All coaches attend a six day training programme which equips them with a coaching toolkit and a framework for appropriate, ethical behaviour. They are also offered continuing professional development (CPD) training twice a year.
A lot of coaches say that being a coach has made them better managers of their own staff.”
– Judy Barnett
Talent Development Manager
In October 2015, a new cohort of prospective coaches began training for an accredited qualification – the Institute of Leadership and Management (ILM) Level 5. That was completed in April and the 'graduates' all gathered for their final accredidation session (see picture below)
“I’m trying to raise the level of attainment of the coaches within Imperial,” says Judy, who notes that demand from staff to become coaches is very high.
Partly this is due to a desire to give something back to the community. But there is also great benefit to the coaches themselves, Judy argues.
“A lot of coaches say that being a coach has made them better managers of their own staff. They’ve integrated the same approach to listening and this nondirective way of dealing with their own staff. That’s a powerful benefit.”
Indeed, Judy is keen for coaching approaches to be integrated into management and leadership roles across the College, starting with a new initiative called ‘Leader as Coach’. Departmental Operations Managers and Heads of Services in the Faculty of Engineering have recently participated in a pilot to incorporate coaching into their roles. Similar programmes will be offered to senior academic and professional services staff in the other Faculties.
“More and more universities are thinking about internal coaching provision, but we were ahead of the curve in the way we introduced it and how it has developed – so now it’s about how to maintain that momentum.”
The latest cohort of coaches came together on 13 April for their final accredidation session.
They are: Back row, L-R: Laura Lane (Manager of the Graduate School), Ireti Webb (HR Manager). Sian Christina (Organisational Development Consultant (Academic Focus)). Anna Lisa Alexander (Head of Outrach). Lisa Umeniyora (Assistant Director, Finance Programmes), Sarmini Ghosh (Careers Consultant, Business School) . Leyla Okhai (Head of the Equality, Diversity and Inclusion Centre), Esther Perea (Pricipal Teaching Fellow), Susan English (Director Education Management & Programme Director Education), Nazia Hirjee (Faculty Operations Officer, Natural Sciences).
Front row. L-R, Judy Barnett (Talent Development Manger), Mark Allen (Careers Consultant), Kira Hughes (Careers Consultant), Tim Killip (Head of Maintenance).
Coaching is done in the strictest confidence, but one coach-coachee pair agreed to talk about their respective experiences.
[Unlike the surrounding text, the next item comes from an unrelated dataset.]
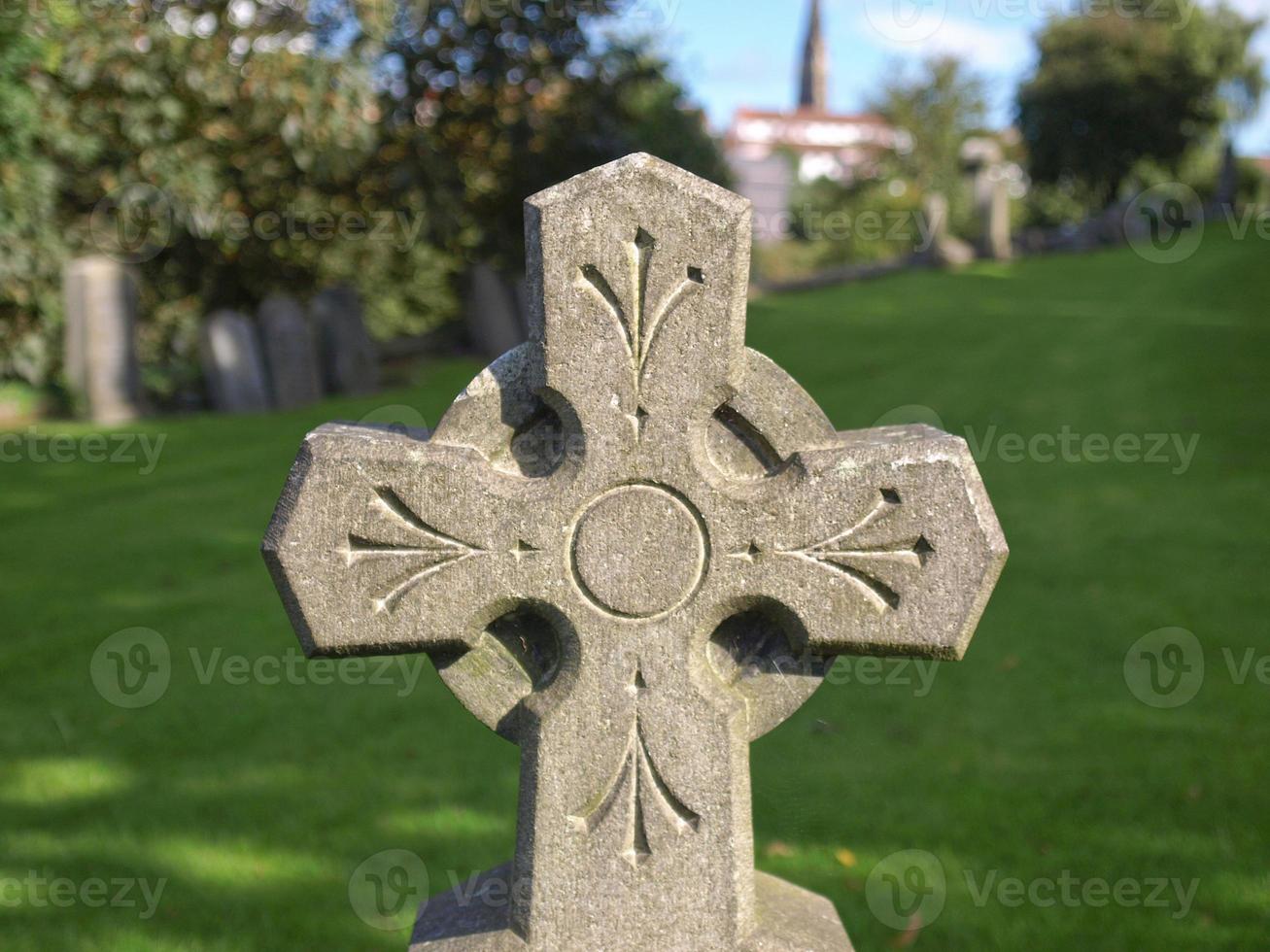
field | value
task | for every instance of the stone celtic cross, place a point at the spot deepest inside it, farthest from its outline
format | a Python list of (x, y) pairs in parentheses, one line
[(632, 547)]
Geneviève Timmins Web and Communications Officer, Department of Medicine
"I contacted the Coaching Academy because I needed support with identifying a pathway for career progression. At the time, I was working on a personal project alongside my official role, which I wanted to formally incorporate into my job. The most important thing that I gained from Kelly’s coaching was learning to prioritise this project. I was supported in defining what I wanted as a result of completing it, and how it would help me in the broader context of my career. As a consequence, I was motivated to discuss my professional development with my manager, and now work officially in a split role as a Section Manager and Web and Communications Officer."
Kelly Swaby Student Hub Manager, Campus Services
"My initial reason for applying for the Coaching Academy was based on my own experience of being a coachee. I recognised what a powerful tool it can be in bringing about positive change in a person’s perception of their own ability. Providing a platform that enables them to find their own solutions to a problem/issue can be very empowering for that individual. Personally, I have really enjoyed supporting my coachees through their journeys and seeing them succeed in their goals. Also, through my own experience as a coach and manager I have come to realise how effective the approach can be when used within a management setting. It affords team members ownership and accountability, with the knowledge that they are fully supported by their manager."